D. Comment la loi naturelle prescrit-elle l'amour filial?

R. Par trois motifs principaux: 1º par sentiment, car les soins affectueux des parents inspirent dès le bas âge de douces habitudes d'attachement; 2º par justice, car les enfants doivent à leurs parents le retour et l'indemnité des soins et même des dépenses qu'ils leur ont causés; 3º par intérêt personnel, car s'ils les traitent mal, ils donnent à leurs propres enfants des exemples de révolte et d'ingratitude, qui les autorisent un jour à leur rendre la pareille.

D. Doit-on entendre par amour filial une soumission passive et aveugle?

R. Non, mais une soumission raisonnable, et fondée sur la connaissance des droits et des devoirs mutuels des pères et des enfants; droits et devoirs sans l'observation desquels leur conduite mutuelle n'est que désordre.

D. Pourquoi l'amour fraternel est-il une vertu?

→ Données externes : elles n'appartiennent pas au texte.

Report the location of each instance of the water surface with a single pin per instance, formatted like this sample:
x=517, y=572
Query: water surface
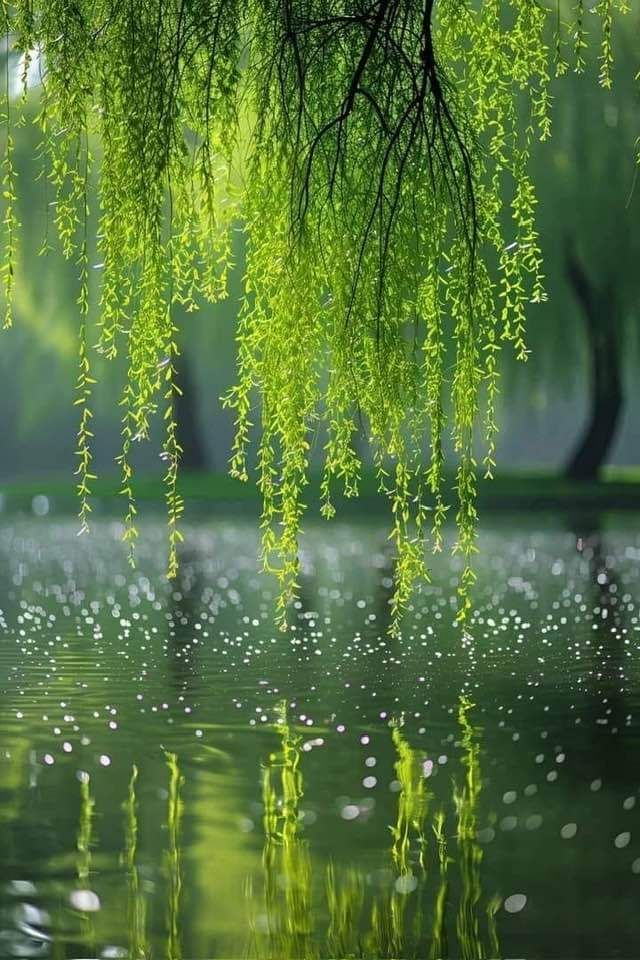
x=180, y=780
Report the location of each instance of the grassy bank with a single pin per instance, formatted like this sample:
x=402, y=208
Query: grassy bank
x=616, y=490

R. Parce que la concordé et l'union, qui résultent de l'amour des frères, établissent la force, la sûreté, la conservation de la famille: les frères unis se défendent mutuellement de toute oppression; ils s'aident dans leurs besoins, se secourent dans leurs infortunes, et assurent ainsi leur commune existence; tandis que les frères désunis, abandonnés chacun à leurs forces personnelles, tombent dans tous les inconvénients de l'isolement et de la faiblesse individuelle. C'est ce qu'exprimait ingénieusement ce roi scythe, qui, au lit de la mort, ayant appelé ses enfants, leur ordonna de rompre un faisceau de flèches: les jeunes gens, quoique nerveux, ne l'ayant pu, il le prit à son tour, et l'ayant délié, il brisa du bout des doigts chaque flèche séparée. «Voilà, leur dit-il, les effets de l'union: unis en faisceau, vous serez invincibles; pris séparément, vous serez brisés comme des roseaux.»

D. Quels sont les devoirs réciproques des maîtres et des serviteurs?

R. C'est la pratique des actions qui leur sont respectivement et justement utiles; et là commencent les rapports de la société; car la règle et la mesure de ces actions respectives est l'équilibre ou l'égalité entre le service et la récompense, entre ce que l'un rend et ce que l'autre donne; ce qui est la base fondamentale de toute société.

Ainsi, toutes les vertus domestiques et individuelles se rapportent plus ou moins médiatement, mais toujours avec certitude, à l'objet physique de l'amélioration et de la conservation de l'homme, et sont par-là des préceptes résultants de la loi fondamentale de la nature dans sa formation.